There are also technical ways in which the UK allocates central UK expenditure outside of Northern Ireland to its various regions, or allocates taxes, which would reduce the transferred subvention very significantly. In the full report submitted to the Oireachtas Committee, a detailed analysis of the existing subvention shows that the opening deficit for Northern Ireland in a united Ireland, before any new policy decisions, would be just €1.5 billion, taking account of issues such as debt, pensions, defence, and tax changes.
Finally, the IIEA report excludes any analysis of economic growth during the 20 years after unity. It assumes that with the same political system, back inside the EU, and similar policy frameworks, education system and tax regime, that Northern Ireland would not economically converge with the Republic. This is a very unlikely outcome.
Why would Belfast continue to perform so much worse than counties Cork and Kerry with the same EU access, policies, education, and tax system? As a larger city, Belfast should do better and take pressure off the Dublin region. Likewise, Derry and the wider northwest should see economic benefits, with new investment and without the impact of the border.
The economy in Northern Ireland is weak. Wages are much lower than the Republic, educational outcomes are poorer, and waiting lists in the health system are much worse. Significant additional investment is therefore needed. However, it needs to be gradual to avoid creating massive inflationary pressures.
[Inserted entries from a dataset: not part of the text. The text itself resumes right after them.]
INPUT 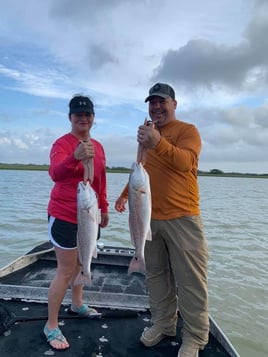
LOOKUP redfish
[128,161,152,274]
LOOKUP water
[0,170,268,357]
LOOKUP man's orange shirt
[121,120,201,220]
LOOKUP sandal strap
[71,304,97,316]
[44,325,67,343]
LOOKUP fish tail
[128,257,145,275]
[73,272,91,286]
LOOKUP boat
[0,242,239,357]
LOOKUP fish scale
[128,161,152,274]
Allowing for an increase in public expenditure in Northern Ireland, of €1 billion in year one, to increase salaries and pensions, invest in education, and improve public services, would require Ireland to borrow three-quarters of 1 per cent of GNI* to cover that combined €2.5 billion per annum deficit – a readily affordable figure.
“The ongoing cost of unity will be determined by the rate of economic growth in Northern Ireland, and the speed of convergence with the Republic.”
John Doyle, Vice President of Research, Dublin City University
That investment into Northern Ireland would increase each year for some time as salaries increase, as the economy could absorb it and as the cost of pensions, for example, gradually transferred to Ireland, but it would also be gradually re-couped in tax revenues, as the northern economy begins to grow and to reflect the living standards and wage levels in the Republic.
The ongoing cost of unity will be determined by the rate of economic growth in Northern Ireland, and the speed of convergence with the Republic. In the last 20 years, the central European states joining the EU all experienced growth rates of between 1 per cent and 3 per cent per annum above EU averages, allowing for clear convergence in living standards with the western states.
If the currently weak Northern Ireland economy began to converge with the Republic, with growth of 2 per cent per annum above its post Good Friday Agreement experience inside the UK, this would cover the costs of transition – including increasing public sector salaries, state pensions, and welfare payments – and end the fiscal deficit in approximately 10 years, after which the North would run a surplus.